The overall enrichment of incompatible elements, as well as the Sr–Nd–Pb isotopic ratios, highlights the contribution of a HIMU-like component to the genesis of the studied samples. This feature seems to be common throughout the WARS (Hart & Kyle, 1994; Hart et al., 1997; Panter et al., 2000, 2003) with 206Pb/204Pb values varying between 19·3 and 20·1 in the western Ross Sea region, whereas in Marie Byrd Land 206Pb/204Pb values vary between 19·5 and 20·9 (Hart et al., 1997; Panter et al., 2000). Such high 206Pb/204Pb values are commonly thought to be derived from deep mantle plumes that include slab materials recycled into the deep mantle over a time period of the order of 109 a. However, it has been suggested that similarly high 206Pb/204Pb ratios in ocean island settings could also result from the enrichment in U relative to Pb of the magma source at rather shallow depths over a time interval of the order of 108 a, similar to the age of the adjacent oceanic lithosphere (Halliday et al., 1995). Furthermore, it is increasingly recognized that HIMU sources may also exist within the sub-continental lithosphere, generated by the infiltration of metasomatic fluids and melts (Stein et al., 1997; Pilet et al., 2005, 2008).
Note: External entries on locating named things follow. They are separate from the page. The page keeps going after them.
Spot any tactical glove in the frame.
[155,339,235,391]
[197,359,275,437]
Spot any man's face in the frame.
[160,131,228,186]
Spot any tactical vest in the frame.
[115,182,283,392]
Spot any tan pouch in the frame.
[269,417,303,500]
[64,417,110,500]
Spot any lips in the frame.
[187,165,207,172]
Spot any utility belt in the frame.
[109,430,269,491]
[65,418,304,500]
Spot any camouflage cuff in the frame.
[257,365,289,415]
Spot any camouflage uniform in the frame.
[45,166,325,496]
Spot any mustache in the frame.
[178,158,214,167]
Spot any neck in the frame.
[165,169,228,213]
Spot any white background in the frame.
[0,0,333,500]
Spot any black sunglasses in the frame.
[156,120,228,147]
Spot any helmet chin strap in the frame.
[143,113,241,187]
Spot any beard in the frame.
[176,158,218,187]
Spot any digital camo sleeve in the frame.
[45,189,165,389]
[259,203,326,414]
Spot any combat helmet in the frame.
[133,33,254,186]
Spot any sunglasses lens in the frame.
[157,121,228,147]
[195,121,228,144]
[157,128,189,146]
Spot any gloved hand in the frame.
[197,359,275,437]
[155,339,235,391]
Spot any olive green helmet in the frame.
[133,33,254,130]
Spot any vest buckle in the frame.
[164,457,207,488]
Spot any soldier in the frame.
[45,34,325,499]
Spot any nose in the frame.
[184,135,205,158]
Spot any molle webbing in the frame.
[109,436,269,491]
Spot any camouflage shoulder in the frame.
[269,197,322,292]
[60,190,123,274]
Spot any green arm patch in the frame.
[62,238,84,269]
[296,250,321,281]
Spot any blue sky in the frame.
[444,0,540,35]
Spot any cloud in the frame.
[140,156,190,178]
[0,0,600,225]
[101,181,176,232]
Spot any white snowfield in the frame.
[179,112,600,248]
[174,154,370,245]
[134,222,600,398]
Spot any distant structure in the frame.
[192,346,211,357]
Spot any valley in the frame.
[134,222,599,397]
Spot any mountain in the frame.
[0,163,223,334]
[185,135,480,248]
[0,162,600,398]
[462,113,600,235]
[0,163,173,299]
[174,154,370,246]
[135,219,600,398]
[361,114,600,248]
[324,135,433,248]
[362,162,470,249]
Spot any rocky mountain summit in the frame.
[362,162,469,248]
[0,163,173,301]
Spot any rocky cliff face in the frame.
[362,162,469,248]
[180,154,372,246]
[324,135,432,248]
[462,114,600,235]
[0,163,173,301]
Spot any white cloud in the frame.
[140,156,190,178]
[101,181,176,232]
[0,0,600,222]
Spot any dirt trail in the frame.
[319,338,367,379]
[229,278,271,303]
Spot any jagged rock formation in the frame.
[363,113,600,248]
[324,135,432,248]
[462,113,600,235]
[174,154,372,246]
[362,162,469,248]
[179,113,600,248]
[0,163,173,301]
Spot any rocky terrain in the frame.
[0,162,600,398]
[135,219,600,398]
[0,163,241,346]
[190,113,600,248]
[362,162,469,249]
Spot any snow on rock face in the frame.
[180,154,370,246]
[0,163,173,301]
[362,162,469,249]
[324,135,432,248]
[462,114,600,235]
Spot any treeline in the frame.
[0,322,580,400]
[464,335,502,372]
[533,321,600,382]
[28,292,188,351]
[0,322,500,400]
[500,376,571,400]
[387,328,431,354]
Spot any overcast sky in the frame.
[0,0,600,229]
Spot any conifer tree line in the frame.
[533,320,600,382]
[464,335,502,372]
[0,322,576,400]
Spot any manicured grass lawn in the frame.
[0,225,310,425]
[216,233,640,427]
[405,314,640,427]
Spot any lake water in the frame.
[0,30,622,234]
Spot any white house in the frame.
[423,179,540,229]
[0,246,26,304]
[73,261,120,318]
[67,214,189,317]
Evidence for metasomatic enrichment processes in the source of the NVL Cenozoic basalts is found in peridotite xenoliths containing amphibole veins and/or pyroxenitic portions with dominant amphibole (Coltorti et al., 2004; Perinelli et al., 2006). These amphiboles could have originated by metasomatic reaction of pre-existing clinopyroxene with a metasomatizing Na-alkaline, highly undersaturated, hydrous silicate melt (Coltorti et al., 2004). This type of veined mantle source readily explains the occurrence of K and Ti (for nephelinitic samples) negative anomalies in the trace element distribution patterns in terms of residual amphibole and/or phlogopite in the mantle source.
Knowledge of the age(s) of this(these) metasomatic event(s) is necessary to improve the geodynamic time-frame of the generation of the magma sources. A rough, yet very useful estimate of such an age can be obtained based on the assumption of a two-stage (Finn et al., 2005) or a multi-stage (Lucassen et al., 2008) mantle evolution, as suggested by petrological constraints. In this context, our modelling assumes that a Bulk Earth–FOZO mantle composition is affected by one or more (auto)metasomatic events, increasing its U/Pb ratio. In detail, the starting mantle composition lies on the evolution line of the ubiquitous FOZO-like mantle, which with a U/Pb value of 0·16 would lead to a present-day 206Pb/204Pb of 19·5. Lead isotope compositions attained at 150, 100 and 50 Ma benchmarks are assumed as further starting points to calculate the Pb isotopic evolution of metasomatically enriched domains in which the U/Pb ratio was increased to values between 0·5 and unity (a value 10% lower than the maximum observed in our samples to take into account the slightly lower incompatibility of U with respect to Pb during melting).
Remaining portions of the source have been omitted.